Since 1992 the two teams have contested the Audrey-Miller trophy, and before today’s game Great Milton had the lead – eleven wins to eight – but with Holton and Wheatley on a two-game winning streak in 2009 and 2010.
So everything was to play for as Holton & Wheatley went out to bat this Sunday, on a day on which the rain was holding off, but might decide to change its mind. Graham Nichols and Hugh Kitchin opened, against some tight bowling from Great Milton, with Hugh tumbling (bowled) for 4 with the score on 13, followed soon after by Graham, caught for 9 with the score by now on 18.
We’d made a fairly leisurely start, careless that the overs had risen to nine. Consolidation was the order, and Simon Switala and Binoy Master started to consolidate. With 20 overs come and gone we were up to 66 without further loss, and Simon and Binoy were moving up a gear. Binoy was the first to go, on 30, with the total score one short of a hundred.
By now Simon had been joined by Alan Banyard for another twenty runs before Simon himself was bowled for a very valuable 43. Captain Guy Burford was bowled for a duck, bringing Kiran Nair to the crease, eager to blast a hole in the sky.
Several minutes later that is exactly what happened, as he deposited a crashing six over mid-wicket, and with Alan put on a quickfire 42 before being caught out. But Kiran’s 29 and Alan’s 27 not out had brought the Holton score up to a total which (on a good day) might be defended (163 for 6 off 40 overs). We’d have to see what happened in the field.
We’d experienced a certain amount of variable bounce on the pitch at both ends, and four of the six Holton wickets to fall had been clean-bowled – and events relate that seven of the ten Milton wickets were bowled too.
But that is to get ahead of the story.
After Hugh’s tea, Holton scrambled back on to the pitch with high hopes jostling with a sense of foreboding. There were some solid batsmen in the Great Milton squad. The first over was taken by fiery Kiran Nair, who proceeded to send the ball down at an alarming rate. John Kelly was plying his trade from the other end, with deceptively slow and accurate deliveries which have bamboozled many a batsman in the past. As indeed was the case now with the score on 9, and then again on 24, and then again on 36: all ‘bowled Kelly’.

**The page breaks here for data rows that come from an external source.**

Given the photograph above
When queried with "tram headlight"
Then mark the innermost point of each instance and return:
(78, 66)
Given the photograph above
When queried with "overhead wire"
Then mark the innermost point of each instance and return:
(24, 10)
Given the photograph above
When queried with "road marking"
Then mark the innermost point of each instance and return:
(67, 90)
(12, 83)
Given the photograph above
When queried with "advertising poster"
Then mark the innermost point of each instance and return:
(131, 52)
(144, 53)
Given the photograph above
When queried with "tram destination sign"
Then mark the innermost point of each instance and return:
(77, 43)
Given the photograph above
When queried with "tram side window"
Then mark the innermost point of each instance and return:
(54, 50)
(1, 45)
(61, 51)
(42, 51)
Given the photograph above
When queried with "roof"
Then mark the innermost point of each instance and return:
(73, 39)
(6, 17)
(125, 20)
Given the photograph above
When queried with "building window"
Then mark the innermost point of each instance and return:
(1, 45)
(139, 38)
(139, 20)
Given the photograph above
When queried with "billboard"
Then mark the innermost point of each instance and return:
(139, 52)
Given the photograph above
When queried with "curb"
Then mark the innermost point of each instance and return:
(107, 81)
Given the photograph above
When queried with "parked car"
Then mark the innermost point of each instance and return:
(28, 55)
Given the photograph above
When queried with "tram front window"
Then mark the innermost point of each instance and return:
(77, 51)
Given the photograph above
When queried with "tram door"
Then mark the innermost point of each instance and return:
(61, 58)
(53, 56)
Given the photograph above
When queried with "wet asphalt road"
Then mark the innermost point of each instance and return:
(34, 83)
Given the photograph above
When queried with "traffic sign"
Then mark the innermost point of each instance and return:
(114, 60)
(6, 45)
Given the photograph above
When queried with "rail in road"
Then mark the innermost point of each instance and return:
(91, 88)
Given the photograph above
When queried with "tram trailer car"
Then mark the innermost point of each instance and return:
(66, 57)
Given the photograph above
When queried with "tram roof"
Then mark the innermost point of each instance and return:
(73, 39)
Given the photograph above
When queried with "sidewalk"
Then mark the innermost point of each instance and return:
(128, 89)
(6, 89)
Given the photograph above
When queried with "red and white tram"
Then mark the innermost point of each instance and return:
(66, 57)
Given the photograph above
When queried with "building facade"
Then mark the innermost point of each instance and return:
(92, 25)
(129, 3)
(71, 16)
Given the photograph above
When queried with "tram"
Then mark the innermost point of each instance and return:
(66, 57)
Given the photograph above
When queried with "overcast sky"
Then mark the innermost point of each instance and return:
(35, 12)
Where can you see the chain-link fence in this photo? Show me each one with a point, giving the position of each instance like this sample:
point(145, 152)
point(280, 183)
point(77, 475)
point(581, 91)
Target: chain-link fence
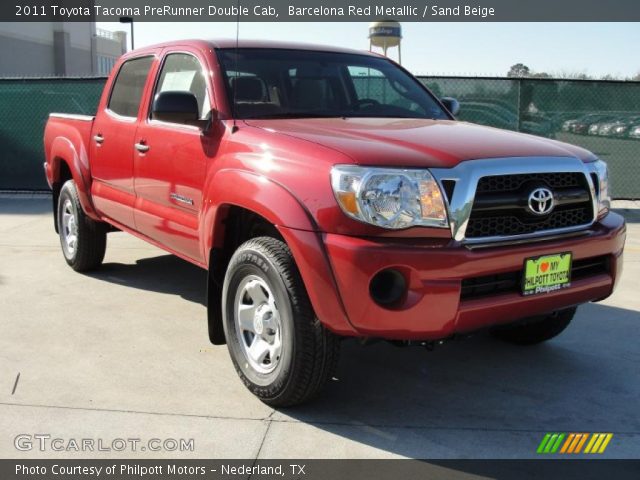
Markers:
point(25, 105)
point(602, 116)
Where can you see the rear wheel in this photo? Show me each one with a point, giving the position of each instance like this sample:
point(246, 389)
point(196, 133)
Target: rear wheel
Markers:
point(83, 240)
point(535, 329)
point(281, 351)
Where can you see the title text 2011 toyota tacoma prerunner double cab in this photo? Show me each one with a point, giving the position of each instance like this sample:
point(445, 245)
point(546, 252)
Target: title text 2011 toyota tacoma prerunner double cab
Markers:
point(329, 194)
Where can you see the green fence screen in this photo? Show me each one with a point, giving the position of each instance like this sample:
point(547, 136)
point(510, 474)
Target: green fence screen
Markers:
point(602, 116)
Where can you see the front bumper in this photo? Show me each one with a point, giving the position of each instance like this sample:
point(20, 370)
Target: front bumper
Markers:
point(435, 269)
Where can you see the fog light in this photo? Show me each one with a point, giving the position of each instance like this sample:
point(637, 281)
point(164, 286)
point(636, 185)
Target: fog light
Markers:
point(388, 287)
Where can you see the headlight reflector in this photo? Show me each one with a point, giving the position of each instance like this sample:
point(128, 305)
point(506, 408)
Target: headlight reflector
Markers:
point(389, 198)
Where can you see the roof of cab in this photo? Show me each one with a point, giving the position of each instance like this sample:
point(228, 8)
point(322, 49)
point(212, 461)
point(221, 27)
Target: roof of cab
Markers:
point(231, 43)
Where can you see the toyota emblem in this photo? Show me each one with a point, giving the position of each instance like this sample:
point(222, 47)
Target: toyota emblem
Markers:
point(541, 201)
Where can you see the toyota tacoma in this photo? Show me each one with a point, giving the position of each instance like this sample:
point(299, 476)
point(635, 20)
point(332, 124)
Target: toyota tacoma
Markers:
point(330, 194)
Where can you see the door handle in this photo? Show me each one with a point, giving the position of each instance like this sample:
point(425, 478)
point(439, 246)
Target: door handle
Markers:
point(141, 147)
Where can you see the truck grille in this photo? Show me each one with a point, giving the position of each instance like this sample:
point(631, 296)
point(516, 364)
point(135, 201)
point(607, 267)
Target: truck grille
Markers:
point(501, 208)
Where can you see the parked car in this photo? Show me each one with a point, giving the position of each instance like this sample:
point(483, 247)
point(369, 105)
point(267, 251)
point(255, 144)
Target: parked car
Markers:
point(321, 212)
point(634, 131)
point(584, 125)
point(620, 127)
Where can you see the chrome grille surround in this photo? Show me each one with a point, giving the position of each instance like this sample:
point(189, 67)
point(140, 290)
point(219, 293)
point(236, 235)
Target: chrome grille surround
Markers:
point(467, 174)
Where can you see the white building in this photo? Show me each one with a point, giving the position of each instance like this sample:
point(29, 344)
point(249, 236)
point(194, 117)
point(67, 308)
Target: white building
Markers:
point(58, 49)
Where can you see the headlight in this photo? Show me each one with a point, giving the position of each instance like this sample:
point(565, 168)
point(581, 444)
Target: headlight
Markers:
point(389, 198)
point(602, 187)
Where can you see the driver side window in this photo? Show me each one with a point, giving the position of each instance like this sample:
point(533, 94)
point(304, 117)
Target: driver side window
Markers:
point(183, 72)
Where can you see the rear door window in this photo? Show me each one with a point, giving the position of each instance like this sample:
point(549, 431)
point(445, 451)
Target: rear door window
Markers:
point(183, 72)
point(128, 87)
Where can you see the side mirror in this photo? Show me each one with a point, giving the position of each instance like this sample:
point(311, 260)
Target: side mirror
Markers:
point(451, 104)
point(175, 107)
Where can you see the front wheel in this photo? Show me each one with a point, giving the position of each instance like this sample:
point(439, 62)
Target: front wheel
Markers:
point(281, 351)
point(83, 240)
point(536, 329)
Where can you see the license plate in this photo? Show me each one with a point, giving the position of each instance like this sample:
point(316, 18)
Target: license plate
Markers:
point(547, 273)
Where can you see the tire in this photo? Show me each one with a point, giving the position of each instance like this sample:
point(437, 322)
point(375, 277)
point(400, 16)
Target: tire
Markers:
point(535, 330)
point(82, 239)
point(281, 351)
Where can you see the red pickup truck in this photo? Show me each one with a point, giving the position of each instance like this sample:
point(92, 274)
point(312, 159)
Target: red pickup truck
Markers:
point(329, 194)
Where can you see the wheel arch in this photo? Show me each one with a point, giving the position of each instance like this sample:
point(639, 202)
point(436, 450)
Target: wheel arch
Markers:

Holton had by now wrestled some of the initiative from Great Milton, but perhaps not enough. Kiran and John Kelly were replaced by Mahesh and John Simpson, and wickets continued to tumble, with John picking up three and Mahesh one. We held our catches: Graham Nichols and Binoy Master both pocketing tricky skiers. As over number 20 rolled past, Milton were on 64 for 7, and the ship needed steadying. Fortunately that is what happened, with the Milton Captain still there as an opener, and No 9 joining him in a partnership of 23. But the writing was on the wall. The 100 was reached for eight wickets, when another wicket fell, and the final Great Milton wicket succumbed to the scorching pace of Kiran with the total on 102.
All over for another year, with Holton picking up the Audley-Miller trophy for the third year on the trot and Kiran Nair being awarded Man of the Match for his rapid 29 runs and rapid 6 overs of bowling.
NB future opposition please note that this report a) exaggerates the pace of Kiran for reasons of dramatic effect, and b) does not mention the five runs scored as Hugh raced to recover an enormous slog to mid-wicket during the Great Milton innings.